I am new here and have had chickens for just under 12 months now having got them from a friend in the village who was moving abroad. I have 9 hens and a cockeral (called Dot). Three of the hens went broody about 3 weeks ago; two of them have been getting up twice a day to feed, drink and poo - the third refuses to so I have been feeding and watering her where she is. Maybe she is getting up during the day - I don't know.

My question is about the male chicks that will hatch. Our cockeral Dot is a big stroppy sod that sees the world in terms of Food, Fighting or Fornicating. He is very very good with the hens and as the land is away from the house I am happy to have him protecting them. I do think, though, that he will make nuggets out of any males that hit puberty.

I do not intend to kill anything. I know that a lot of people do that and that this is the standard way of dealing with male chicks but I am an old bird myself and fairly stuck in my ways. And- I appreciate that this is not a great situation to find myself in. I probably should have tried to stop the broodies being broody or something, but I didn't and here I am.

I am in the UK so from my googling it appears that you can't neuter a male chicken here. Is that true?

Assuming it is I, and assuming I don't want the flock to turn into a battleground, is there anything that you can recommend? If I get them their own hut and give them part of the field to live in with some hens will they be all right if they grow up together? Or will they still fight?

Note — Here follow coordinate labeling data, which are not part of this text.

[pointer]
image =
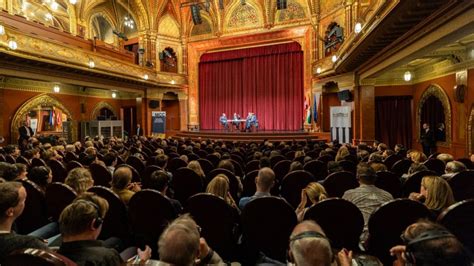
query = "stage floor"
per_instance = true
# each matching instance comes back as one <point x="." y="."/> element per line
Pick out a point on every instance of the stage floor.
<point x="253" y="136"/>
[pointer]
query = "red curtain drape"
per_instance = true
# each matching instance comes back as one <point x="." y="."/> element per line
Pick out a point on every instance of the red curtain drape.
<point x="393" y="120"/>
<point x="267" y="81"/>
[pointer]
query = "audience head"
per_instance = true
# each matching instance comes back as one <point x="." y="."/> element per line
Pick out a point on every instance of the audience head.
<point x="366" y="174"/>
<point x="265" y="179"/>
<point x="41" y="175"/>
<point x="121" y="178"/>
<point x="454" y="167"/>
<point x="79" y="179"/>
<point x="12" y="201"/>
<point x="196" y="167"/>
<point x="428" y="243"/>
<point x="309" y="245"/>
<point x="84" y="216"/>
<point x="179" y="243"/>
<point x="219" y="186"/>
<point x="437" y="192"/>
<point x="315" y="192"/>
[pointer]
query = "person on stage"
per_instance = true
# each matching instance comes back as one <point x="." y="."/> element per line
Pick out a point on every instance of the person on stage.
<point x="236" y="120"/>
<point x="223" y="120"/>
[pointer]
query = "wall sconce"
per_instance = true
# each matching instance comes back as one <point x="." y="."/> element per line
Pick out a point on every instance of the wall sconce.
<point x="2" y="29"/>
<point x="91" y="63"/>
<point x="358" y="27"/>
<point x="12" y="43"/>
<point x="407" y="76"/>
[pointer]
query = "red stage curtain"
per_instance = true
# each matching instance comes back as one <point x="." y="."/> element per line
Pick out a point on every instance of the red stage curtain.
<point x="393" y="120"/>
<point x="267" y="81"/>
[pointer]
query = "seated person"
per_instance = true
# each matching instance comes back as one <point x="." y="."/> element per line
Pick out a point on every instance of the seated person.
<point x="80" y="224"/>
<point x="223" y="120"/>
<point x="12" y="203"/>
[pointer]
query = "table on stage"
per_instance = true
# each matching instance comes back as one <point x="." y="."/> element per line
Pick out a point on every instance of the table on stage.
<point x="240" y="125"/>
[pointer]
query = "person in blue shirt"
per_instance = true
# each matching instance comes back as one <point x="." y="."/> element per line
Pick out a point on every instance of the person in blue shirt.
<point x="223" y="120"/>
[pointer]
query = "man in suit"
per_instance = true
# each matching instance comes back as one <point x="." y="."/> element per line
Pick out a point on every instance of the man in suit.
<point x="427" y="139"/>
<point x="25" y="133"/>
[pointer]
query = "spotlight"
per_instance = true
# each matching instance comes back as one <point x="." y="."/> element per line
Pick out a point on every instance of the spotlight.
<point x="12" y="44"/>
<point x="407" y="76"/>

I'll stop any more going broody now...

Jo
 
I'm not in the UK so can't answer the part on whether it is legal to neuter the cockerels or not. But I can tell you what I have done with my boys. My chickens have a really large run. They used to free range but then we had a fox start showing up so I decided to fence them in. I definitely had too many roosters for the number of hens that I had and the boys started tearing up my girls pretty good. So I made a bachelor pad for the boys that I did not really want to keep. They get along great together in there where there are no hens to fight over. I am trying to sell some of the roos if I can, the others will just end up meat birds (if I ever get around to doing it that is.) So they will grow up good together no problem with no hens around - They will fight if there are hens in the pen with them though.
 
I did a quick search on neutering - or caponizing - cockerels in the UK and I couldn't get a definitive answer. I can say caponizing isn't going to be a viable option for you anyway. It must be done at a very young age. If you wait until 3 months or older, when the hormones start to kick in, the procedure could kill them.

If you can't process them yourself, or can't part with them, your only real option would be a bachelor pad for the excess males. For the most part they should get along okay with no females. First you'll have to see how many eggs even hatch. It's good you are thinking ahead on what to do with them. Unfortunately it's something not everyone has plans for in advance.